Dalam kegiatan yang digelar pada dini hari Minggu (7/6/2026), tim berhasil mengamankan seorang pria yang kedapatan membawa senjata tajam jenis pisau badik di wilayah Kecamatan Aertembaga, Kota Bitung.
Pelaku diketahui berinisial Z (29), warga Kecamatan Aertembaga yang sehari-hari bekerja sebagai nelayan. Ia diamankan sekitar pukul 02.40 WITA, saat Tim Tarsius yang dipimpin langsung oleh Ketua Tim Tarsius Aipda Angky Koagow melaksanakan patroli di kawasan pertokoan dan tempat tunggu penyeberangan menuju Pulau Lembeh.
Saat berpatroli, petugas menemukan sekelompok anak muda yang sedang berkumpul di lokasi tersebut.

Ketika dilakukan pemeriksaan, salah satu pria terlihat bergerak mencurigakan dan membuang sebuah benda ke arah perairan.
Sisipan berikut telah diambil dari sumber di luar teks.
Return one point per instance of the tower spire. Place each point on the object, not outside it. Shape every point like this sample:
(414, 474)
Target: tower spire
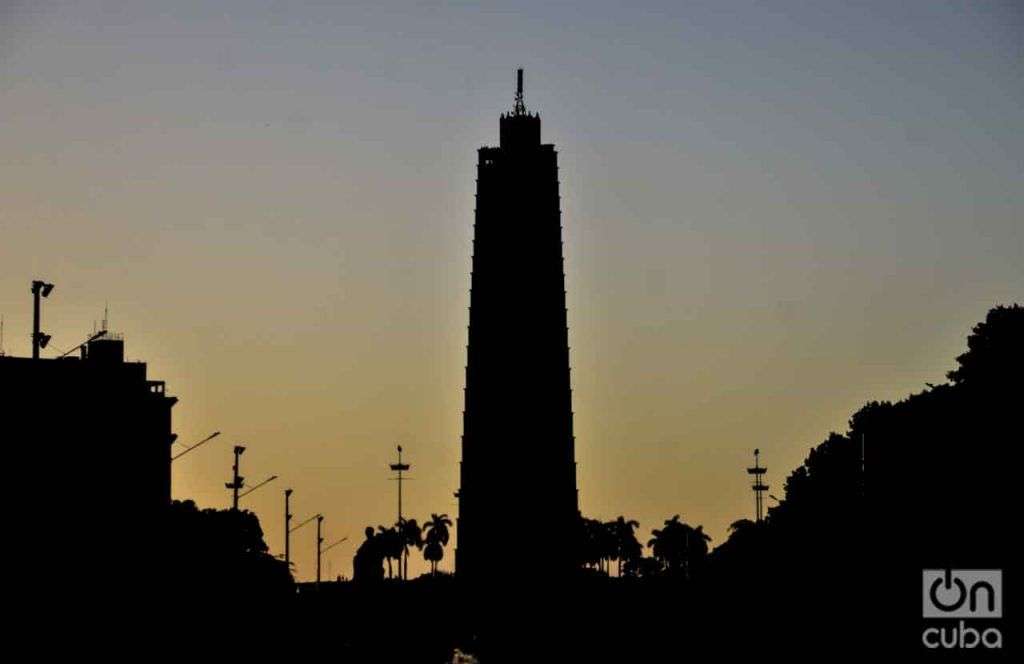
(520, 107)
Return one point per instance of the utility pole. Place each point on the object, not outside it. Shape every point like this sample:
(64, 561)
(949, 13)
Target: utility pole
(39, 340)
(320, 544)
(399, 468)
(288, 535)
(759, 486)
(237, 481)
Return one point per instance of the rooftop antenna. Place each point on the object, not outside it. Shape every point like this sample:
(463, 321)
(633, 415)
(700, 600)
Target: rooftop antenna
(520, 107)
(759, 486)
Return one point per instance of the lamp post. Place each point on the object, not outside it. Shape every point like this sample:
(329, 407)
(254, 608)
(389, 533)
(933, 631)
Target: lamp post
(288, 534)
(237, 481)
(260, 485)
(320, 543)
(399, 468)
(193, 447)
(39, 340)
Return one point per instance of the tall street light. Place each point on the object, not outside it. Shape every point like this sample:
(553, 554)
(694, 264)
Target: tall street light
(262, 484)
(39, 340)
(193, 447)
(237, 481)
(320, 543)
(288, 535)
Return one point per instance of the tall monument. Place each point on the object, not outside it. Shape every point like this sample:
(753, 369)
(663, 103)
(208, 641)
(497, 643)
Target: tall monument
(517, 495)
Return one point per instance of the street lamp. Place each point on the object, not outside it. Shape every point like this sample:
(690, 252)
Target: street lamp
(288, 535)
(190, 448)
(262, 484)
(39, 340)
(237, 481)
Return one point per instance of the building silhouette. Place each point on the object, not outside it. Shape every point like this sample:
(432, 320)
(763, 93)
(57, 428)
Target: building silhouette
(87, 448)
(518, 461)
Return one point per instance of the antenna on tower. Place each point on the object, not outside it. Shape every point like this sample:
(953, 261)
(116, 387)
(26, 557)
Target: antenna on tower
(520, 107)
(759, 486)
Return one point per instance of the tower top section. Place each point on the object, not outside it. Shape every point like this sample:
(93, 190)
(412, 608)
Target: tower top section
(519, 128)
(520, 108)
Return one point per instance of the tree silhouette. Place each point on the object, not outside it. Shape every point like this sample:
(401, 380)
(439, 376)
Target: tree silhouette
(436, 538)
(392, 546)
(680, 547)
(995, 349)
(626, 543)
(411, 535)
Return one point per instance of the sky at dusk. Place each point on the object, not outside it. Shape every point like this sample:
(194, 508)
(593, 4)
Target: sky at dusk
(773, 212)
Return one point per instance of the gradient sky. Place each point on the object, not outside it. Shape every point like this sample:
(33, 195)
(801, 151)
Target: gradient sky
(773, 212)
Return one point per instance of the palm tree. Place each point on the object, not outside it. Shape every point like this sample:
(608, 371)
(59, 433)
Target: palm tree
(626, 544)
(669, 544)
(436, 538)
(411, 535)
(696, 549)
(679, 547)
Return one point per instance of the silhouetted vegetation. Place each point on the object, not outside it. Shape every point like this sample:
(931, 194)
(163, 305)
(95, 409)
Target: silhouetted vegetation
(219, 553)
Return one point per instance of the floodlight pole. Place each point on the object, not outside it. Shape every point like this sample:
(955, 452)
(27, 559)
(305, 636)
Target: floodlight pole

Gerakan tersebut langsung direspons cepat oleh petugas.
Setelah dilakukan penelusuran dan pemeriksaan lebih lanjut, benda yang dibuang itu diketahui berupa satu bilah senjata tajam jenis pisau badik. Pelaku beserta barang bukti kemudian segera diamankan untuk mencegah terjadinya gangguan keamanan maupun tindak kriminal.
Dari keterangan awal, pelaku mengakui bahwa senjata tajam tersebut adalah miliknya dan sebelumnya diselipkan di pinggang sebelah kiri, lalu dibuang saat melihat kedatangan petugas kepolisian.

Kasat Reskrim Polres Bitung, AKP Ahmad Anugrah menjelaskan bahwa patroli seperti ini merupakan langkah preventif untuk menciptakan rasa aman, terutama pada jam-jam rawan terjadinya gangguan.
“Polres Bitung akan terus meningkatkan intensitas patroli sebagai upaya pencegahan potensi tindak pidana. Kepemilikan dan membawa senjata tajam tanpa hak jelas sangat membahayakan serta melanggar hukum, sehingga kami akan menindak tegas setiap pelanggaran sesuai peraturan yang berlaku,” tegasnya.
Sementara itu, Ketua Tim Tarsius, Aipda Angky Koagow menyatakan bahwa kehadiran petugas akan terus ditingkatkan. “Kami akan terus berpatroli di titik-titik rawan dan mengimbau masyarakat, khususnya para pemuda, untuk tidak membawa atau menyimpan senjata tajam demi menjaga ketertiban lingkungan,” ujarnya.
Saat ini, pelaku beserta barang bukti telah dibawa ke Markas Polres Bitung untuk menjalani pemeriksaan dan proses hukum lebih lanjut.